Five questions for ex-Post Office boss Paula Vennells

Emma Simpson,Business correspondent, @BBCEmmaSimpson
Alamy Paula VennellsAlamy

The former boss of the Post Office, Paula Vennells, is giving evidence on Wednesday at the public inquiry into the Horizon IT scandal.

It is a major investigation into how hundreds of sub-postmasters were wrongly prosecuted starting in 1999 after faulty software said money was missing from Post Office branch accounts.

Ms Vennells was chief executive from 2012 to 2019. During this time, sub-postmasters were still being prosecuted but the Post Office continued to deny the faulty Horizon software was to blame, despite mounting evidence of wrongful convictions.

This will be the first time Ms Vennells has spoken publicly about what happened in almost a decade. She will be grilled for three days. So, what are some of the key questions she has to answer?

When did she know accounts could be accessed remotely?

The Post Office always claimed sub-postmasters' branch accounts could not be remotely accessed without their knowledge. Prosecutions were done on the basis that the accounts were secure. Once it became known that Fujitsu, the company responsible for the Horizon system, was able to do this, it undermined every prosecution case and civil claim the Post Office had brought.

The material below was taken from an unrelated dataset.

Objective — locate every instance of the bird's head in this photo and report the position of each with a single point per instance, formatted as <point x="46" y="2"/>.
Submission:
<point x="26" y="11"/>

We now know that the Post Office was made aware as early as 2010 about this secret “back door” access. We also know that in 2015, Paula Vennells wrote a memo to colleagues saying she needed to be able to say, “No, this isn’t possible.”

At the time, she was preparing for an important appearance in front of MPs, as the pressure grew for the Post Office to come clean about the scale of the problems. So when exactly did she know the truth about remote access?

Did she lie to Parliament in 2015?

Paula Vennells went on to tell MPs on the business select committee in 2015 that she had seen no evidence of any miscarriages of justice.

But two years earlier barrister Simon Clarke warned the Post Office there were problems with past prosecutions. He said this was because they’d relied on evidence from Gareth Jenkins, the Fujitsu IT engineer who failed to disclose to the courts that he knew about bugs in the system.

Mr Clarke wrote that this left the Post Office in breach of its duty as prosecutor.

Lord Arbuthnot, one of the leading campaigners for the sub-postmasters, says Ms Vennells must have known about the advice. “It does make you wonder what reassurances, if any, had she been given, and by whom, before she said what she said on public record.”

Why didn’t she do more to find out what was going on?

When Ms Vennells, who was also a part-time Anglican priest, became chief executive, the business was haemorrhaging money. She was under pressure to modernise the business and make it profitable. Horizon was too big and important to fail.

Nick Wallis, author of the Great Post Office Scandal, believes Ms Vennells didn’t want to be given bad information. “I think she relied on Post Office loyalists and highly paid legal advisers to tell her the truth she wanted to hear.”

It's clear there were plenty of missed opportunities along the way. In 2012, under pressure from sub-postmasters and MPs, forensic accountants Second Sight were appointed to look into the growing number of complaints.

Second Sight played a key role in exposing the scandal, finding flaws in the Horizon computer system but Post Office bosses secretly decided in April 2014 to sack the firm, documents obtained by the BBC showed.

Why did she allow the Post Office to fight sub-postmasters in court?

Ms Vennells defended the Horizon system right to the end. After a mediation scheme to help victims collapsed, sub-postmasters launched an epic High Court battle to get to the truth.

This was the fight for justice launched in 2017 by Alan Bates and a group of 555 sub-postmasters which inspired ITV drama Mr Bates vs The Post Office.

Ms Vennells was in charge when the Post Office decided to defend the action, going on to spend £100m fighting the group in court despite knowing its defence was untrue, a draft report uncovered by the BBC showed. The Post Office said it would be "inappropriate" to comment on this report.

“They doubled down, rather than accept the reality,” says Paul Marshall, a barrister who represented several wrongly convicted branch managers. Ms Vennells left the Post Office just before the damning judgement came through.

Was anyone pulling her strings?

There’s one key bit of context to all this. The Post Office is owned by the government, which has a representative on its board.

There’s an awful lot we don’t know about what went on between ministers, top civil servants and the decision making during her leadership, a crucial phase when the alleged cover-up was in full swing.

How much did she tell them about the faults and the problems? And what were they telling her? Did Fujitsu mislead her?

Everyone touched by this terrible scandal now wants to hear the truth from Ms Vennells. In a statement from her solicitors she said: "I am truly sorry for the devastation caused to the sub-postmasters and their families, whose lives were torn apart by being wrongly accused and wrongly prosecuted as a result of the Horizon system."

She added: "I now intend to continue to focus on assisting the inquiry and will not make any further public comment until it has concluded."